Streams and their surrounding riparian habitats are linked by reciprocal exchanges of insect prey essential to both aquatic and terrestrial consumers. Aquatic insects comprise a large proportion of total prey in riparian habitats and are opportunistically exploited by terrestrial insectivores; however, several species of songbirds are known to preferentially target aquatic prey via specialized foraging strategies. For these songbirds, reduced availability of aquatic insects via stream acidification may result in compensatory changes in provisioning during the nesting period, thereby influencing both adult and nestling diet composition.

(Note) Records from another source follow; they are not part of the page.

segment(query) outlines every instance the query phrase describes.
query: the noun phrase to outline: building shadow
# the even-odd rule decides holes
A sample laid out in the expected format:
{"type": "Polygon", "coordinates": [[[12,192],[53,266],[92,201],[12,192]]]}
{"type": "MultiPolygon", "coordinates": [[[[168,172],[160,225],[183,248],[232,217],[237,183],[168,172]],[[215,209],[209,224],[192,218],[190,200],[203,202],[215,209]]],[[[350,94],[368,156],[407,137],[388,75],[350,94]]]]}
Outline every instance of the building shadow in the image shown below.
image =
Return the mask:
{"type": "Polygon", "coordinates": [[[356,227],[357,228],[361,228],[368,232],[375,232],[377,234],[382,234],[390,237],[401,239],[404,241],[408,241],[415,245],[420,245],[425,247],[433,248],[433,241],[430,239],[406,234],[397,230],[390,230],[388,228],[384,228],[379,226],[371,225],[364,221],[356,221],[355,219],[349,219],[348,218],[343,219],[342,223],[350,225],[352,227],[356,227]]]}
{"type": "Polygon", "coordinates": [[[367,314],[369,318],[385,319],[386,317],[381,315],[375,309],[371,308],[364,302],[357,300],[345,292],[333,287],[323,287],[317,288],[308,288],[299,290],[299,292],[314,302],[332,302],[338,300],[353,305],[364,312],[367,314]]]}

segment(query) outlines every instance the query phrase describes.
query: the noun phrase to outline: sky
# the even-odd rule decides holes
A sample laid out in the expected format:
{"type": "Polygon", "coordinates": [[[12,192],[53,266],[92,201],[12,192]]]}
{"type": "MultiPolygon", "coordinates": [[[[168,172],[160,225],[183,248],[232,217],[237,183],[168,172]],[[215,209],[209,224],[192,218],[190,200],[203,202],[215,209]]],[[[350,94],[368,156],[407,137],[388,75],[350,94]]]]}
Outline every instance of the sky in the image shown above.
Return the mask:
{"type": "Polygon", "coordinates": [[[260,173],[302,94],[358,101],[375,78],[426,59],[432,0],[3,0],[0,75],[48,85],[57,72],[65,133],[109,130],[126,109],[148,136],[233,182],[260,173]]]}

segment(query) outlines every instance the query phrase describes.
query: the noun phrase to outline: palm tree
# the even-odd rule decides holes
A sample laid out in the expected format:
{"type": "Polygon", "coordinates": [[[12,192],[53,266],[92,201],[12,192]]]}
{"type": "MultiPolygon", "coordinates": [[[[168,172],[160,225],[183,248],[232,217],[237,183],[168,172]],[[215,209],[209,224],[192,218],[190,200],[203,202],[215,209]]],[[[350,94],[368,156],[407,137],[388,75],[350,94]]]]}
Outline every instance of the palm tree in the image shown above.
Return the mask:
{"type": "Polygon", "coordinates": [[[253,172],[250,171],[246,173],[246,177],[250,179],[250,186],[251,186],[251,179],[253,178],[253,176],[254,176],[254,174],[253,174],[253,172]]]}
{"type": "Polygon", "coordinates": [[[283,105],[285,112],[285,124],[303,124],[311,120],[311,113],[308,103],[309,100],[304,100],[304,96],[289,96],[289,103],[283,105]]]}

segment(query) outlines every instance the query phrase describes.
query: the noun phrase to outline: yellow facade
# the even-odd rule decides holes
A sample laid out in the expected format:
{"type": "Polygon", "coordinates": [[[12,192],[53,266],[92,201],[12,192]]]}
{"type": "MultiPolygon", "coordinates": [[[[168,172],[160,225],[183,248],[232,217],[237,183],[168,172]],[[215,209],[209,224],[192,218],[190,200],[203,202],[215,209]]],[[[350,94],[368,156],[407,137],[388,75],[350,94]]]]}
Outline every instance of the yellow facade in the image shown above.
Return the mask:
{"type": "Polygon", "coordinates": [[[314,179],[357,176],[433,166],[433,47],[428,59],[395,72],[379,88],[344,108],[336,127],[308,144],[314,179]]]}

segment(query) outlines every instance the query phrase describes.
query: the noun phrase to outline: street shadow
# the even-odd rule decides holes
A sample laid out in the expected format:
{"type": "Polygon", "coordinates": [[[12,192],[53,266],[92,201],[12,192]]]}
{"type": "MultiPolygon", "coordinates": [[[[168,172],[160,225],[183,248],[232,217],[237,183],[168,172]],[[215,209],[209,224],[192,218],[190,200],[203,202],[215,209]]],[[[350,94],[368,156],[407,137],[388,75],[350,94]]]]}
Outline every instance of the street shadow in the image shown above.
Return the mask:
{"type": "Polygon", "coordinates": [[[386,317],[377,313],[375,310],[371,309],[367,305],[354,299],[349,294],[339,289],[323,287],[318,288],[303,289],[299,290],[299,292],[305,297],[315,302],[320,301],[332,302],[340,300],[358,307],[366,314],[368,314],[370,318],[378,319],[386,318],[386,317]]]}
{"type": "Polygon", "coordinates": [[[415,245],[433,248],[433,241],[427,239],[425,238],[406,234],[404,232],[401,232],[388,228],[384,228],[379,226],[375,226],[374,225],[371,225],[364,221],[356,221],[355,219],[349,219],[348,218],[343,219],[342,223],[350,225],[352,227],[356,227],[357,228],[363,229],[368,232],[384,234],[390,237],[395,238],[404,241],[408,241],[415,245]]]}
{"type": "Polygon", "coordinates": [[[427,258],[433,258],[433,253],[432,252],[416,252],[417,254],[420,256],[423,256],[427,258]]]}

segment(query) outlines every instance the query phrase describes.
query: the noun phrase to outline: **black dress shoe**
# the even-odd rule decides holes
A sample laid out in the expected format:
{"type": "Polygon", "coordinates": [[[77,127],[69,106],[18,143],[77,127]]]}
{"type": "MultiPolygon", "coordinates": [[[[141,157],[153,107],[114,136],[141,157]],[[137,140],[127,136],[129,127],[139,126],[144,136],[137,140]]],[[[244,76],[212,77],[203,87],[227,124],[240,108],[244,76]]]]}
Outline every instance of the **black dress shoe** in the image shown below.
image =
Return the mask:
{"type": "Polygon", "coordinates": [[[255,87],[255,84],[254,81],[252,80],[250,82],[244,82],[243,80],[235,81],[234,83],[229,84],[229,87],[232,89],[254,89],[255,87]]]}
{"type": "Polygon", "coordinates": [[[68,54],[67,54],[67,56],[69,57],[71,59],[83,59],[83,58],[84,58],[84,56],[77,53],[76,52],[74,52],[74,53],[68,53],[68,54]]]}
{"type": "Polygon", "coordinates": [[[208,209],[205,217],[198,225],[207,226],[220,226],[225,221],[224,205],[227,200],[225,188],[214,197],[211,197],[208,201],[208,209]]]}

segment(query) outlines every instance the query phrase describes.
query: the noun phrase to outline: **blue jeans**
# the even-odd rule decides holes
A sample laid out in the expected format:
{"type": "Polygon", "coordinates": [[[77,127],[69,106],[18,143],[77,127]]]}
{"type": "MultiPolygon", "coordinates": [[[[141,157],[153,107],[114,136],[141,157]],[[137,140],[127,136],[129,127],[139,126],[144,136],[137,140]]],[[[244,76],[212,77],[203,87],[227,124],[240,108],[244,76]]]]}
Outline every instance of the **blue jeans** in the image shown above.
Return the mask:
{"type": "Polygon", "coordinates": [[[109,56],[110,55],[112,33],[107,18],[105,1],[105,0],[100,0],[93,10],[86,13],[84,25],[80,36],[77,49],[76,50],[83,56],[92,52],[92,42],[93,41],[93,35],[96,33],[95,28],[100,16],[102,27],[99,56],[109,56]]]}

In this study, we used DNA metabarcoding to test the hypothesis that an obligate riparian Neotropical migratory songbird, the Louisiana Waterthrush (Parkesia motacilla), expands its diet to compensate for the loss of preferred aquatic prey taxa (primarily pollution-sensitive Ephemeroptera, Plecoptera, and Trichoptera) as a result of stream acidification. Our results revealed that both adult and nestling waterthrush exhibited an increase in dietary richness and niche breadth resulting from the consumption of terrestrial prey taxa in acidified riparian habitats. In contrast, compensatory dietary shifts were not observed in syntopic Neotropical migrant species known to primarily provision terrestrial prey taxa. In addition to providing support for our hypothesis that waterthrush compensate for stream acidification and aquatic prey limitations by expanding their diet, our findings highlight the vulnerability of Louisiana Waterthrush to anthropogenic disturbances that compromise stream quality or reduce the availability of pollution-sensitive aquatic insects.